La fin de l'homme rouge

La fin de l'homme rouge

Svetlana Alexievitch / Babel Actes Sud / 12.00 €

Armée d’un magnétophone et d’un stylo, Svetlana Alexievitch, avec une attention et une fidélité uniques, s’acharne à garder vivante la mémoire de cette tragédie qu’a été l’URSS, à raconter la petite histoire d’une grande utopie. Le communisme avait un projet insensé : transformer l’homme «ancien», le vieil Adam en un homme nouveau : « l’homo-sovieticus ». Il a fallu 70 ans.

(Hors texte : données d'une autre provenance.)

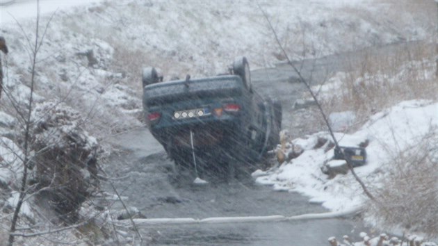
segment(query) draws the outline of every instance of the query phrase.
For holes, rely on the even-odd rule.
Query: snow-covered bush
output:
[[[81,114],[62,103],[37,105],[32,119],[34,181],[56,211],[74,220],[81,203],[98,185],[99,145],[82,129]]]
[[[438,140],[436,129],[421,142],[400,151],[391,172],[375,191],[372,206],[382,224],[435,235],[438,231]]]

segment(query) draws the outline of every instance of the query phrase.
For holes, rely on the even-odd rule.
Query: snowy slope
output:
[[[35,8],[18,2],[0,8],[0,35],[5,37],[10,51],[7,56],[1,54],[5,90],[23,105],[30,92],[27,40],[35,38],[35,19],[30,13]],[[46,7],[42,8],[40,27],[44,30],[54,8],[49,4],[53,1],[42,2]],[[250,1],[79,3],[64,1],[50,20],[38,53],[34,99],[37,103],[59,100],[76,108],[98,140],[142,126],[140,72],[144,66],[158,67],[169,79],[174,74],[223,72],[239,55],[249,58],[252,69],[284,61],[260,9],[267,13],[293,59],[407,40],[431,41],[436,34],[432,1],[261,1],[259,6]],[[368,163],[357,172],[373,183],[384,176],[382,170],[389,158],[382,146],[391,149],[412,145],[426,126],[438,124],[437,107],[430,101],[403,102],[374,115],[358,132],[336,136],[355,145],[370,140]],[[4,183],[17,179],[10,172],[19,164],[10,154],[10,148],[18,146],[8,138],[11,132],[19,131],[16,117],[2,95],[0,156],[14,163],[12,169],[0,167]],[[403,134],[394,138],[394,130]],[[362,204],[364,197],[356,195],[362,192],[350,175],[328,180],[321,173],[321,165],[332,153],[313,149],[318,137],[327,138],[327,134],[295,140],[305,153],[277,170],[262,173],[257,181],[300,191],[332,210]],[[394,145],[394,139],[398,145]]]

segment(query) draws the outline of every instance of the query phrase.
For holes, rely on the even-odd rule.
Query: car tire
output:
[[[241,76],[246,88],[249,91],[252,92],[250,65],[245,57],[243,56],[234,60],[233,63],[233,72],[234,74]]]
[[[154,67],[149,67],[143,68],[143,73],[141,79],[143,88],[145,86],[157,83],[160,81],[158,72]]]

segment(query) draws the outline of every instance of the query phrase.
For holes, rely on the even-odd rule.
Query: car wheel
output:
[[[250,72],[250,65],[245,57],[243,56],[234,60],[234,63],[233,63],[233,72],[242,78],[246,88],[252,92],[251,72]]]
[[[155,68],[152,67],[143,68],[141,81],[143,83],[143,88],[146,85],[159,82],[159,77]]]

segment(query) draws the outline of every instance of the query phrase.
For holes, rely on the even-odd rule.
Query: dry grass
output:
[[[346,61],[350,71],[335,95],[321,97],[326,111],[352,110],[362,122],[373,113],[404,100],[438,99],[433,44],[400,44],[388,54],[365,50]]]

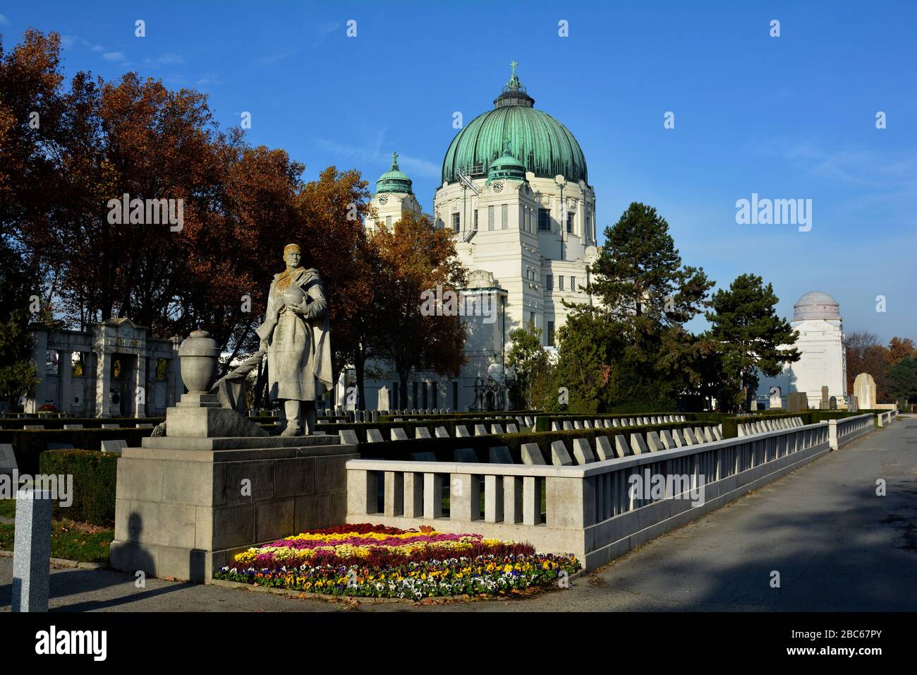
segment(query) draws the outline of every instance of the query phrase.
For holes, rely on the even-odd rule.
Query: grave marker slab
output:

C’est lui qu’elle a étudié depuis son premier livre, publié en 1985, cet homme rouge condamné à disparaître avec l’implosion de l’Union soviétique qui ne fut suivie d’aucun procès de Nuremberg malgré les millions de morts du régime.
Dans ce magnifique requiem, l’auteur de « La Supplication »  fait résonner les voix de centaines de témoins brisés. Des humiliés et des offensés, des gens bien, d’autres moins bien, des mères déportées avec leurs enfants, des staliniens impénitents malgré le Goulag...   L’auteur pose des questions non sur le socialisme, mais sur l’amour, la jalousie, l’enfance, la vieillesse. Sur les milliers de détails d’une vie disparue. En 1990, les témoins sont  encore sous le coup de la pérestroïka et de la dissolution du parti par Eltsine en 1991, et ceux des jeunes dans les années 2000, 2010, qui ont 10 à 20 ans de recul.  D’un côté le choc, de l’autre le vide... L’histoire ne s’intéresse qu’aux faits, les émotions, elles, restent toujours en marge. Ce n’est pas l’usage de les laisser entrer dans l’histoire.  Alexievitch déclare elle-même « Je regarde le monde avec les yeux d’une littéraire et non d’une historienne.” C’est pour cela que je mets ce livre dans la rentrée littéraire !  Pourquoi un tel malheur ? Le malheur russe ? Impossible de se départir de cette impression que ce pays a été “l’enfer d’une autre planète”.